Saddam Hussein and six other defendants are due to return to court in Baghdad Monday for a new trial on charges of genocide and other war crimes. The charges center on Operation Anfal, which killed an estimated 100,000 Kurds who lived along the sensitive border with Iran in 1987 and 1988. The verdict against Hussein and his codefendants in their first trial – involving a campaign of retribution for a 1982 assassination attempt in the city of Dujail – is expected when it reconvenes Oct. 16. Meanwhile, terrorist snipers fired on a Shiite religious procession of hundreds of thousands of people in Baghdad Sunday, killing at least 17 participants and wounding 253 others.
Taliban remnants took heavy new losses over the weekend in southern Afghanistan in some of the heaviest fighting to date with NATO-led coalition forces. Reports from Kandahar Province said 72 Taliban died versus five coalition soldiers. A Taliban spokesman acknowledged the fighting but said his side had lost only 12 men and that eight others had been wounded. Most of the violence came on Saturday as Afghans observed the anniversary of independence from British rule.
In a snub to the UN-backed transitional government of Somalia, the increasingly powerful Union of Islamic Courts said Sunday it is organizing a "reconciliation conference" to set a new course for the nation. Its spokesman said the conference, for which no date was announced, will be held because the interim administration of President Abdullah Yusuf "is a waste of time and resources." Aides to Yusuf called the plan "unwarranted" and "a recipe for more political confusion." Meanwhile, witnesses reported an unspecified number of troops from neighboring Ethiopia had crossed into southern Somalia and arrived at Baidoa, the government's base. It was not immediately clear whether they were reinforcements for the Ethiopians seen in Baidoa last month or were the same troops who may have withdrawn and were now returning. Ethiopia is pledged to defend Yusuf.
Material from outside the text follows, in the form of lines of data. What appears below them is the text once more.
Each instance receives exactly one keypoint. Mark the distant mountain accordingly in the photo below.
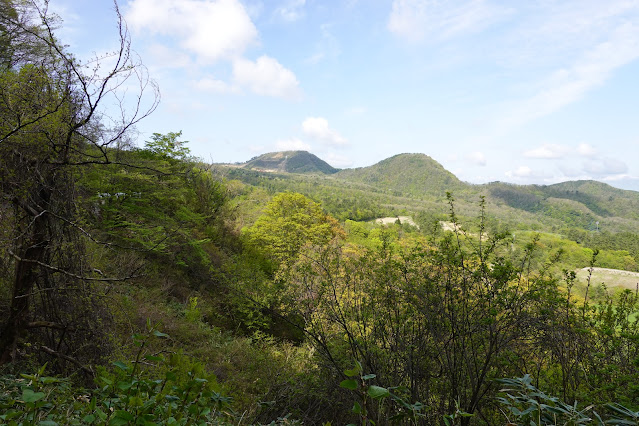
(290, 162)
(416, 183)
(406, 174)
(588, 198)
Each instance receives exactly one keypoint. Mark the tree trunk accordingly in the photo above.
(26, 276)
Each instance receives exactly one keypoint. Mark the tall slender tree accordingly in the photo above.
(57, 117)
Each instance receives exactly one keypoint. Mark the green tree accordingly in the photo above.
(168, 146)
(54, 124)
(289, 222)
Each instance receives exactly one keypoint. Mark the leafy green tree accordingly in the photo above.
(289, 222)
(168, 146)
(54, 124)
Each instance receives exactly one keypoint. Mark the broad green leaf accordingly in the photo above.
(377, 392)
(30, 396)
(121, 365)
(349, 384)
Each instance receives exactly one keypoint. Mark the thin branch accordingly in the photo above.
(70, 274)
(72, 360)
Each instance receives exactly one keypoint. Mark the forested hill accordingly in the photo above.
(416, 182)
(406, 174)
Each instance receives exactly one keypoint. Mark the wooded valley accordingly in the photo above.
(141, 285)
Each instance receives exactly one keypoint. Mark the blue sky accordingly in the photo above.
(535, 91)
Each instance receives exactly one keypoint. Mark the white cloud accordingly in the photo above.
(292, 144)
(317, 128)
(211, 84)
(605, 166)
(327, 47)
(547, 151)
(477, 158)
(520, 172)
(211, 29)
(337, 160)
(570, 84)
(356, 110)
(169, 58)
(417, 20)
(586, 150)
(292, 11)
(266, 77)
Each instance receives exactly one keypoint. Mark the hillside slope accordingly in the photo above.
(406, 174)
(290, 162)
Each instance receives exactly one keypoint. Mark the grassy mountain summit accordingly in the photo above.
(290, 162)
(411, 183)
(406, 174)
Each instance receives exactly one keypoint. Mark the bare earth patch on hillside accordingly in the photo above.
(390, 220)
(610, 277)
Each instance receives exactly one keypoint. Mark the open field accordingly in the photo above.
(610, 277)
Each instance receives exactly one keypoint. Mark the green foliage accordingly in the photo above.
(289, 222)
(379, 405)
(129, 394)
(168, 146)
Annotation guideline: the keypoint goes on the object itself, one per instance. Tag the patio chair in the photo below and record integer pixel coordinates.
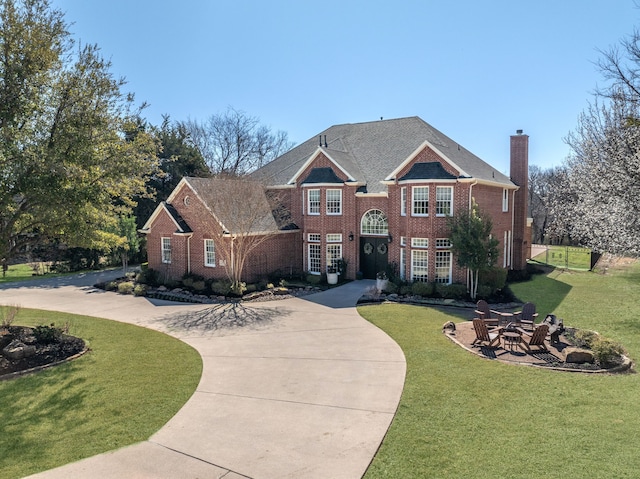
(485, 335)
(527, 316)
(535, 338)
(489, 316)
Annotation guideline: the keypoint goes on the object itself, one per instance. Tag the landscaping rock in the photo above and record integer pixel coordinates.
(579, 355)
(16, 349)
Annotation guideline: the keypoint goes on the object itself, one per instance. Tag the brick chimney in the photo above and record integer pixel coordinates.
(520, 176)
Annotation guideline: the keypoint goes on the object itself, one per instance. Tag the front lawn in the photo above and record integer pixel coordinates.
(126, 388)
(464, 417)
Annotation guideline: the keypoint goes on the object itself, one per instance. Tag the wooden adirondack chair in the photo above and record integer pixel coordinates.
(536, 338)
(485, 336)
(527, 316)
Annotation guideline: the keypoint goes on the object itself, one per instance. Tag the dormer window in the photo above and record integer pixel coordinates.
(334, 202)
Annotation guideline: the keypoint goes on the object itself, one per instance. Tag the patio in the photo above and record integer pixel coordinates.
(464, 335)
Police arrested one of the suspects who was caught on videotape at a Cologne, Germany, railway station in a failed attempt to bomb trains at the end of last month. He and an accomplice who's still being sought planted powerful explosives aboard two trains that – had they gone off – could have caused derailments and hundreds of casualties. A prosecutor in Berlin said the suspect, a Lebanese Arab, was taken into custody Saturday before he could flee Germany for an undetermined location. Meanwhile, reports Sunday said two men of Middle Eastern appearance were removed from a commercial jet before it could leave Malaga, Spain, for Manchester, England, after other passengers noticed suspicious behavior and refused to board the flight.
One of the foreign oil industry employees kidnaped by militants in Nigeria's southern oil delta was freed over the weekend after 10 days in captivity, and a government spokesman announced the arrests of "about 100" suspected hostage-takers in the crackdown ordered by President Olusegun Obasanjo. It was not clear whether a ransom had been paid for the release of Guido Schiffarth, a German, and the fate of his Nigerian driver was not revealed. Of the more than 40 foreigners in the oil industry who've been taken hostage since Jan. 1, at least seven remain in captivity, among them one American.
Four spies for the US have been caught by Venezuelan security police, President Hugo Chávez claimed over the weekend as he prepared for another high-profile overseas trip – this one to China and perhaps North Korea. But the political spotlight was dominated by opposition presidential candidate Manuel Rosales, who formally registered to challenge Chávez in the Dec. 3 national election and addressed a rally of thousands of supporters in Caracas, the capital. Recent opinion polls, however, show Chávez with a commanding lead so far.